C A S S I O P E I A
Je ne suis pas surprise quand je vois Kal arriver lors de ma pause déjeuner. Ses cheveux sont encore mouillés et il a l'air fatigué, plus que d'habitude. Ses yeux semblent prendre vie à la minute où il me voit et mon cœur s'emballe. Il me fait toujours cet effet.
Sa démarche est sûre, mais ce n'est qu'une mascarade. Il se cache derrière son allure confiante et son regard insouciant, mais au fond, il est sensible et pas aussi fort qu'il souhaite le montrer. Et ça, ce n'est pas le genre de chose qu'il veut dévoiler, je l'ai bien compris. Mais il m'a laissé découvrir ce qui se cachait derrière sa carapace et je n'ai pu que tomber encore plus amoureuse de lui.
Kal est le genre de garçon qui intrigue les esprits et qui attire les regards. Peut-être parce qu'il est beau, peut-être parce qu'il est mystérieux. Je ne sais pas vraiment. Mais je sais qu'il ne laisse pas les filles indifférentes et qu'il s'en fout. Il est loin d'être le mec arrogant et prétentieux qui enchaîne les filles sans scrupule et qui se la raconte devant ses potes. De toute façon, il n'a pas de potes. C'est plutôt le genre de gars qui reste dans son coin, tout silencieux, mais qu'il ne faut pas déranger.

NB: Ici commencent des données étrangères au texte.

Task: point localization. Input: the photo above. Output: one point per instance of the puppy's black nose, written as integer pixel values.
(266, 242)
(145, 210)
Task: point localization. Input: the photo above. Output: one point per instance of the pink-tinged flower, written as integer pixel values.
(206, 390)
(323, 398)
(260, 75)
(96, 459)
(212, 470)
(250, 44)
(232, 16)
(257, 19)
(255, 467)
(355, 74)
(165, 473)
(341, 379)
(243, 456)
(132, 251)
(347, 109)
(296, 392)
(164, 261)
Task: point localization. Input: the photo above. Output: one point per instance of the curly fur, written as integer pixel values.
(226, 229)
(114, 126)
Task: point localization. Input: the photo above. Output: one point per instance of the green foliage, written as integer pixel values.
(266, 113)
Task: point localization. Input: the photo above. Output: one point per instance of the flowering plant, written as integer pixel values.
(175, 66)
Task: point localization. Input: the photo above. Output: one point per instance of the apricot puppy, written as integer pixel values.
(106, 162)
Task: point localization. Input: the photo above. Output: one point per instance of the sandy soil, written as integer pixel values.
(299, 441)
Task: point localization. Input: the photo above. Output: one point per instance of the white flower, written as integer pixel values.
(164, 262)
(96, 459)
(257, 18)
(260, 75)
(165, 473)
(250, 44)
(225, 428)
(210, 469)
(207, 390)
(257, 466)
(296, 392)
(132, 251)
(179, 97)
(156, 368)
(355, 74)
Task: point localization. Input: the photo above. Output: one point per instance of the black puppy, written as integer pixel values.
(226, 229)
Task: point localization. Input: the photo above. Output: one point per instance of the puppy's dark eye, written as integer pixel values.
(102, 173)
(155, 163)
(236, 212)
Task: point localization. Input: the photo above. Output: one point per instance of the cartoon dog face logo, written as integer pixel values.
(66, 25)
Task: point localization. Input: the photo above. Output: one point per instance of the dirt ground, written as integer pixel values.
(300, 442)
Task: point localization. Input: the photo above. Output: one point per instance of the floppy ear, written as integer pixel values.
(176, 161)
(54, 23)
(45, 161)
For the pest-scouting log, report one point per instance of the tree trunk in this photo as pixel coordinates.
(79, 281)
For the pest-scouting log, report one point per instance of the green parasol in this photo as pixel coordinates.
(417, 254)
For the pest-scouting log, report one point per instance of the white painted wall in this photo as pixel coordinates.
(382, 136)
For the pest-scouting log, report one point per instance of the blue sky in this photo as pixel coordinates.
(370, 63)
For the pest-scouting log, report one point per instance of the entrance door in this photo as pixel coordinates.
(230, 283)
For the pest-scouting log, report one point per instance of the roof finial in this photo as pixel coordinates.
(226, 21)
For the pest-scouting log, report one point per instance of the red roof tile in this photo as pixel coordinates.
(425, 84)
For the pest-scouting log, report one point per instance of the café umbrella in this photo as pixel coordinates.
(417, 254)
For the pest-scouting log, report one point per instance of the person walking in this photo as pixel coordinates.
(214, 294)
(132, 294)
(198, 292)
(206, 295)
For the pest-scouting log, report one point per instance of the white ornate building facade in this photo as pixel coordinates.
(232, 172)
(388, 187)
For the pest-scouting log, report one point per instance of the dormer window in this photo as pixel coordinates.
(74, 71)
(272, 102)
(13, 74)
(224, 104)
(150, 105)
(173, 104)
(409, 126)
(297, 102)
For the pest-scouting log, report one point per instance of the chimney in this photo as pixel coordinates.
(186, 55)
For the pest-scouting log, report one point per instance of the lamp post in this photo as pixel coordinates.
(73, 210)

- Tu ne peux vraiment donc pas te passer de moi, dis-je quand il s'approche de moi.
Il acquiesce, un petit sourire sur ses lèvres, et il m'embrasse doucement, comme si j'étais une petite chose toute fragile. C'est un peu ce que je suis, fragile. Mais pas plus que Kal.
Le soir, quand j'arrive dans la chambre de Kal, je le trouve assis sur son lit, dos à moi. Sa tête est baissée, comme s'il regardait ses mains. Je m'approche de lui et il sursaute. Ce n'est pas normal. En m'accroupissant devant lui, je remarque son regard effaré et fuyant. Sa respiration est saccadée et ses mains tremblent fortement. Merde.
- Hé, je chuchote doucement en essayant de capter son regard.
Je pose délicatement mes mains sur son visage et relève sa tête. Il me regarde, complètement paniqué, et mon cœur se serre douloureusement. Ça faisait longtemps que ça ne lui était pas arrivé. Kal souffre d'anxiété et d'un léger trouble de la personnalité borderline. Il a du mal à gérer et à réguler ses émotions, même si ça s'arrange quand il prend ses médicaments, il est souvent occupé par un sentiment de vide et il est sujet à des insomnies chroniques. C'est ça qu'il cache derrière sa carapace.
- Ça va aller, dis-je en caressant sa joue, ça va aller.
- Ça ne... ça ne s'arrête pas, ça ne veut pas s'arrêter, dit-il d'une voix faible.
Il ferme les yeux et presse fortement ses paupières. Je prends ses mains dans les miennes et, peu à peu, les tremblements se calment. Kal inspire et rouvre les yeux. Ils sont remplis de larmes.
- Regarde, ça s'est presque arrêté, dis-je en lui montrant ses mains. Tout va bien, je suis là.
Il jette un coup d'œil à ses mains puis me regarde. Je les lâche en m'assurant qu'elles ne se remettent pas à trembler, puis je grimpe doucement sur lui et le serre dans mes bras. Son cœur bat à la chamade contre le mien et il me serre de toutes ses forces. Il enfouit son visage dans mes cheveux et je sens son souffle haletant dans mon cou.
- On va aller prendre une douche et ensuite, tu prendras tes médicaments, d'accord ? je demande contre sa peau chaude.
Il hoche lentement la tête. Les battements de son cœur se régularisent petit à petit et sa respiration redevient normale. Il semble s'être détendu, son corps n'est plus crispé et ses mains, agrippées à mes hanches, sont complètement calmes. Je n'avais pas réalisé que je pouvais le calmer si facilement.
- Je t'aime, chuchote-t-il faiblement dans mes cheveux.
Mon cœur s'arrête de battre un instant. Sa voix n'était qu'un murmure à peine audible mais ses mots résonnent intensément en moi. C'est la première fois qu'il me le dit. C'est la première fois que quelqu'un me le dit.
- Je t'aime aussi Kal. Plus que tout.